Dear Members of the Board:

      We have acted as counsel to Discovery Bancorp, a California corporation
(the "Company"), in connection with the preparation of the Registration
Statement on Form S-4 of the Company (the "Registration Statement") filed with
the Securities and Exchange Commission (the "Commission"), relating to the
registration under the Securities Act of 1933, as amended (the "Securities
Act"), of shares of the Company's common stock, no par value (the "Shares"),
issuable pursuant to the Plan of Reorganization and Merger Agreement, dated as
of October 20, 2004 (the "Agreement"), by and between the Company, Discovery
Bank (the "Bank") and DB Merger Company, whereby each share of common stock, no
par value of the Bank ("Bank Common Stock") will be exchanged for one share of
the Company's common stock pursuant to the terms set forth in the Agreement.

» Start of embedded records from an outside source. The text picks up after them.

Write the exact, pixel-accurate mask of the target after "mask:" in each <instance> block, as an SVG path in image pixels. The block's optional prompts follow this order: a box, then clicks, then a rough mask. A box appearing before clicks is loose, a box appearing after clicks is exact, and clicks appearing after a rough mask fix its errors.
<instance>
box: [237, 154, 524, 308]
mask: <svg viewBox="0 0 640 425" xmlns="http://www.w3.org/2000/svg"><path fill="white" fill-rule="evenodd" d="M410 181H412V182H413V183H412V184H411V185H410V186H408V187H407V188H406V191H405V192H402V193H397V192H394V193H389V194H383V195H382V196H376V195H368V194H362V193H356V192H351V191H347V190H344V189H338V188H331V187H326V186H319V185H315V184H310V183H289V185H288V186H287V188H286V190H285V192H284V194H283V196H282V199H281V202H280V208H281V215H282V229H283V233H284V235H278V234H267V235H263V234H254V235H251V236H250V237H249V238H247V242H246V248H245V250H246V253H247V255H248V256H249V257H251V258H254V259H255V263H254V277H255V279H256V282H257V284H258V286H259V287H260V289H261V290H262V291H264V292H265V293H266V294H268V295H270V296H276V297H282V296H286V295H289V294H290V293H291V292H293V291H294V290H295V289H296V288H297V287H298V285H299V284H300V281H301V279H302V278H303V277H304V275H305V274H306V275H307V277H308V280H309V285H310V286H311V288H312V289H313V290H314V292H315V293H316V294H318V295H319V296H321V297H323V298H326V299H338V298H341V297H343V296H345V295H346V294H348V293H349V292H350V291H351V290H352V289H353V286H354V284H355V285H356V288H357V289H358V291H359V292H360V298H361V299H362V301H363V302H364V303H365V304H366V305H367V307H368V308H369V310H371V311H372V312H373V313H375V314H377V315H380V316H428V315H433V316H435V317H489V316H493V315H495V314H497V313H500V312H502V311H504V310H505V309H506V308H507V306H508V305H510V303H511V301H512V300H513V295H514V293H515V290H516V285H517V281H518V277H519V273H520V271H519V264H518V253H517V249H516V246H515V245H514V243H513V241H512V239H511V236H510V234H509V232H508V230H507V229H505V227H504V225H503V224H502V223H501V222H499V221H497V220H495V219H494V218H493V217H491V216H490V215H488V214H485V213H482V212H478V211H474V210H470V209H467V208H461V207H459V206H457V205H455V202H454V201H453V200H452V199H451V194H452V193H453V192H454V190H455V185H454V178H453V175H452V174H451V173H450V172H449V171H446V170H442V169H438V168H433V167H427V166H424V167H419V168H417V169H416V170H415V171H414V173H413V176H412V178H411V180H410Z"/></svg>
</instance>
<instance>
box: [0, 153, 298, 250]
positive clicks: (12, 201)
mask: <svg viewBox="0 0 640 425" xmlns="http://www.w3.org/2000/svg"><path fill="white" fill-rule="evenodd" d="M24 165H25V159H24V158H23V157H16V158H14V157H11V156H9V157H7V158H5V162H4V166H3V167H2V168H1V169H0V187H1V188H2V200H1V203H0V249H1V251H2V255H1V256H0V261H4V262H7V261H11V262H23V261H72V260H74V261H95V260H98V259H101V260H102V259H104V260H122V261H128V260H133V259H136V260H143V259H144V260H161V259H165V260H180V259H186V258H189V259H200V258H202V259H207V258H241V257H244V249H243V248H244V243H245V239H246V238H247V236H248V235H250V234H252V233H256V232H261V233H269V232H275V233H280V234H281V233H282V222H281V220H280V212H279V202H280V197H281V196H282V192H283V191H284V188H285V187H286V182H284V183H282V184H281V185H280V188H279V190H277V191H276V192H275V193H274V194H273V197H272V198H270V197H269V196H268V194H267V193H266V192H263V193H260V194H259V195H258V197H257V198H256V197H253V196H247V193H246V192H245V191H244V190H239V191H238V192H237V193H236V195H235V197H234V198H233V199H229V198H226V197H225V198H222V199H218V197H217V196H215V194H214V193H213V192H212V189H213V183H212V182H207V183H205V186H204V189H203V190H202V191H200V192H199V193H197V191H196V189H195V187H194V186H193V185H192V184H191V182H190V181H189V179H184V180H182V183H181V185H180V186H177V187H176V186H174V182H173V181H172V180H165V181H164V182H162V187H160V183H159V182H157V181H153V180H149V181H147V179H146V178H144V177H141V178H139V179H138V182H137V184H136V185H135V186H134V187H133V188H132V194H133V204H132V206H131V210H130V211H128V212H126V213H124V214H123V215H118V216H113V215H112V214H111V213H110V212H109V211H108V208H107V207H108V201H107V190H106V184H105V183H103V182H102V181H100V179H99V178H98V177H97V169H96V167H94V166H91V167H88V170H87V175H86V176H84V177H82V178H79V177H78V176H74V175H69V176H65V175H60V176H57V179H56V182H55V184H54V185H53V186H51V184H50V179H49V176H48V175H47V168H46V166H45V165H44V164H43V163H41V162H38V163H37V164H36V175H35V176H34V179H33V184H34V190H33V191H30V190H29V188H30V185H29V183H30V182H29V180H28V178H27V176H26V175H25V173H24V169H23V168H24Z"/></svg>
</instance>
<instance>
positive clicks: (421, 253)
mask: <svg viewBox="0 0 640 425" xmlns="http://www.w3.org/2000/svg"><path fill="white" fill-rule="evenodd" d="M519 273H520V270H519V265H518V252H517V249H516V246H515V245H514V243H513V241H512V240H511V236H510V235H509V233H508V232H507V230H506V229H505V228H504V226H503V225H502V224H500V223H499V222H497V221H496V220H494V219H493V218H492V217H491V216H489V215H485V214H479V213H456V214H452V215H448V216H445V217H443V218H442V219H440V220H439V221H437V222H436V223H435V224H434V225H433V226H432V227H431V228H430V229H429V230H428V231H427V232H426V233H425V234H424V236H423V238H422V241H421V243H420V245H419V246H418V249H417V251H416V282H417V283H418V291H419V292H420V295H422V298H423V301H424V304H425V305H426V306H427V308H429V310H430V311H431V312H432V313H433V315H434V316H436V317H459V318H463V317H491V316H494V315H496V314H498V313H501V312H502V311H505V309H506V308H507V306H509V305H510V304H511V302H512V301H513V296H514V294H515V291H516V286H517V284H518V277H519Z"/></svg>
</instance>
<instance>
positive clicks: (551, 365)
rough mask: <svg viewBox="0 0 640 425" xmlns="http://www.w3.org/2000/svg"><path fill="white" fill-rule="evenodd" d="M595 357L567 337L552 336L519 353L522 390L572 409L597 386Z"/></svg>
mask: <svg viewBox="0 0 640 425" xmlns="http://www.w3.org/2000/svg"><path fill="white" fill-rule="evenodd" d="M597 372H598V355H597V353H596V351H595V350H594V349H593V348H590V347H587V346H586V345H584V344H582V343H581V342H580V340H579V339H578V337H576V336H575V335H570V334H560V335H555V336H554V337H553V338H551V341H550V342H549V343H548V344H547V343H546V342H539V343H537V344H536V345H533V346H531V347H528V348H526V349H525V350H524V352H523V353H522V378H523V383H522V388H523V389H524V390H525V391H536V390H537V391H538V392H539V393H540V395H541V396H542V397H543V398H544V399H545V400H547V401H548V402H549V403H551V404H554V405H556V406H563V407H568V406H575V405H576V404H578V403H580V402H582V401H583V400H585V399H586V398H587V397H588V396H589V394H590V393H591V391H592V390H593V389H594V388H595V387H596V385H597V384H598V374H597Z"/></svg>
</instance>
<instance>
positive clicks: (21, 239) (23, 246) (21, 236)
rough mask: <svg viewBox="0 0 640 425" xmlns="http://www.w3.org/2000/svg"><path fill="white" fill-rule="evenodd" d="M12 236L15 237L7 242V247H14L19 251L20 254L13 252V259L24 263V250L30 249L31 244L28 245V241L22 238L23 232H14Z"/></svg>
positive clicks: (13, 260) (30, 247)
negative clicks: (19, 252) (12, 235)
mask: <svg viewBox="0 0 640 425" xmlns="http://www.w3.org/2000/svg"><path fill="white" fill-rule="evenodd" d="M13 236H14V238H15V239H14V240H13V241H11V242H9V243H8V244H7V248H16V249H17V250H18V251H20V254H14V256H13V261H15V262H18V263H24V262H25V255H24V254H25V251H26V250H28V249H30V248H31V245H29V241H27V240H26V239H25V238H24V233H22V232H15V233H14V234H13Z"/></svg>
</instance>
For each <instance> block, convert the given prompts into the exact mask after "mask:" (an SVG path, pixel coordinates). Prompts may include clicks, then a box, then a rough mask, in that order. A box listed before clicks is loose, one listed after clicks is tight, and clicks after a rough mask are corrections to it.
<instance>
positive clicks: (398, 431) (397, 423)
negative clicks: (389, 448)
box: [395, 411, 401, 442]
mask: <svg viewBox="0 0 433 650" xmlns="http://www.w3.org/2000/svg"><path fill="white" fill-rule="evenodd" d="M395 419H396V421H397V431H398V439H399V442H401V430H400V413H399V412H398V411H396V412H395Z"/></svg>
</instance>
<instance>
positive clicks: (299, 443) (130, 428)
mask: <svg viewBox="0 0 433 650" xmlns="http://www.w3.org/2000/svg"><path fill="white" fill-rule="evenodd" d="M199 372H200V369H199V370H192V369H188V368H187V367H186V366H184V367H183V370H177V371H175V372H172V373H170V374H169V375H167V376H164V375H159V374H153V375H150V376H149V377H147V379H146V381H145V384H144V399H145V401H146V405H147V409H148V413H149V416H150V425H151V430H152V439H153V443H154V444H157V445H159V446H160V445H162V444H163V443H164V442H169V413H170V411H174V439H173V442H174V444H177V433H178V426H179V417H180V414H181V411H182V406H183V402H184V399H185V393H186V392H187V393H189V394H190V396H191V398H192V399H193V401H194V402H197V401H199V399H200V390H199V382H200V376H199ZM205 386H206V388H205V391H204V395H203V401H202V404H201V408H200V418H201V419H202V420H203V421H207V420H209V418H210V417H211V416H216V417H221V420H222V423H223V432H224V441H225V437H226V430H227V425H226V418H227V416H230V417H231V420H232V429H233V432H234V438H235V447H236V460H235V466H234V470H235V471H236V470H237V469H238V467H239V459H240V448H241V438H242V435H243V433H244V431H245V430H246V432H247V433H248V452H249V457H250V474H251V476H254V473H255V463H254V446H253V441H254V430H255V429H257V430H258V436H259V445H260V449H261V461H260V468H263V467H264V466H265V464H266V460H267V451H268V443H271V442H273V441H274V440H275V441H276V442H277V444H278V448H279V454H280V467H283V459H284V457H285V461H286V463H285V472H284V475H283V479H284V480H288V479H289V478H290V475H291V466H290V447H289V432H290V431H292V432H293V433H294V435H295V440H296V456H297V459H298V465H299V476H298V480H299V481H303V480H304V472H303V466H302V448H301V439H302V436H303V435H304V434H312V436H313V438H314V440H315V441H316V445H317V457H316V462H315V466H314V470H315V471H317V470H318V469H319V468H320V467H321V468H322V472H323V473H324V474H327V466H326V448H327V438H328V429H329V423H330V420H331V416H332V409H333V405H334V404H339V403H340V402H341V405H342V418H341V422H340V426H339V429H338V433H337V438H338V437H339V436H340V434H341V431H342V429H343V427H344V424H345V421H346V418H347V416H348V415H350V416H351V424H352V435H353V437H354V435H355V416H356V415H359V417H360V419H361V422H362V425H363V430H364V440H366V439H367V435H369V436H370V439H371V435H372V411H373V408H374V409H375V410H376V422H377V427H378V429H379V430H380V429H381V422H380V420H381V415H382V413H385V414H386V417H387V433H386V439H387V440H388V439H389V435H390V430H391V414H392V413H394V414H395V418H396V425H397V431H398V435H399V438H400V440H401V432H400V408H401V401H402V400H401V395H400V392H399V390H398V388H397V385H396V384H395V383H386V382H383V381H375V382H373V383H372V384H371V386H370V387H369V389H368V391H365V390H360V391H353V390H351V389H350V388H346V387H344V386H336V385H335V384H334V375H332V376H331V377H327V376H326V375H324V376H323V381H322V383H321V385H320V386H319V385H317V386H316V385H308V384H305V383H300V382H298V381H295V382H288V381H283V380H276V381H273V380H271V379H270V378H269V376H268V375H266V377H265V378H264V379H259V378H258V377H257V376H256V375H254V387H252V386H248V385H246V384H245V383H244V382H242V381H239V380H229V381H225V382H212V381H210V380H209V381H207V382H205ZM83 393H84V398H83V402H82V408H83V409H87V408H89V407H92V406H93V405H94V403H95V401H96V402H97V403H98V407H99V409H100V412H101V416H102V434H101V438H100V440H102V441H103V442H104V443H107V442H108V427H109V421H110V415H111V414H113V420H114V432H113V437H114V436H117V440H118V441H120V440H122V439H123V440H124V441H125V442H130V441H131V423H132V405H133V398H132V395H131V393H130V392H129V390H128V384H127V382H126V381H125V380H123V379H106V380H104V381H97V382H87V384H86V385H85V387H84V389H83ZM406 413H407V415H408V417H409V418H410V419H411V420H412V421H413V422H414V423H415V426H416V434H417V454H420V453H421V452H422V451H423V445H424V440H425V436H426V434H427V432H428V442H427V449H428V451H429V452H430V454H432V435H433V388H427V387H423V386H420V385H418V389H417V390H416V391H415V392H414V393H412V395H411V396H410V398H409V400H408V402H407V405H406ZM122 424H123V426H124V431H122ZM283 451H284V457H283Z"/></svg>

      In connection with this opinion, we have considered such questions of law
as we have deemed necessary as a basis for the opinions set forth below, and we
have examined and are familiar with originals or copies, certified or otherwise
identified to our satisfaction, of the following: (i) the Registration
Statement; (ii) the Articles of Incorporation and Bylaws of the Company, as
currently in effect; (iii) certain resolutions of the Board of Directors of the
Company relating to the issuance of the Shares and the other transactions
contemplated by the Registration Statement; (iv) the Agreement; and (v) such
other documents as we have deemed necessary or appropriate as a basis for the
opinion set forth below. In our examination, we have assumed the genuineness of
all signatures, the authenticity of all documents submitted to us as originals,
the conformity to original documents of all documents submitted to us as
certified or photostatic copies and the authenticity of the originals of such
copies. As to any facts material to this opinion that we did not independently
establish or verify, we have relied upon statements and representations of
officers and other representatives of the Company and others.



      Based upon the foregoing, we are of the opinion that if and when issued in
exchange for shares of Bank Common Stock pursuant to the terms of the Agreement
and under the circumstances contemplated by the Registration Statement, the
Shares will be validly issued, fully paid and non-assessable.

      The law covered by the opinion set forth above is limited to the laws of
the state of California and the federal law of the United States of America.

      We hereby consent to the filing of this opinion with the Commission as
Exhibit 5 to the Registration Statement and to the reference to our name under
the caption "Legal Matters" in the Proxy Statement/Prospectus constituting a
part of the Registration Statement.

                                     Very truly yours,

                                     /s/ HORGAN, ROSEN, BECKHAM & COREN, L.L.P.

                                     HORGAN, ROSEN, BECKHAM & COREN, L.L.P.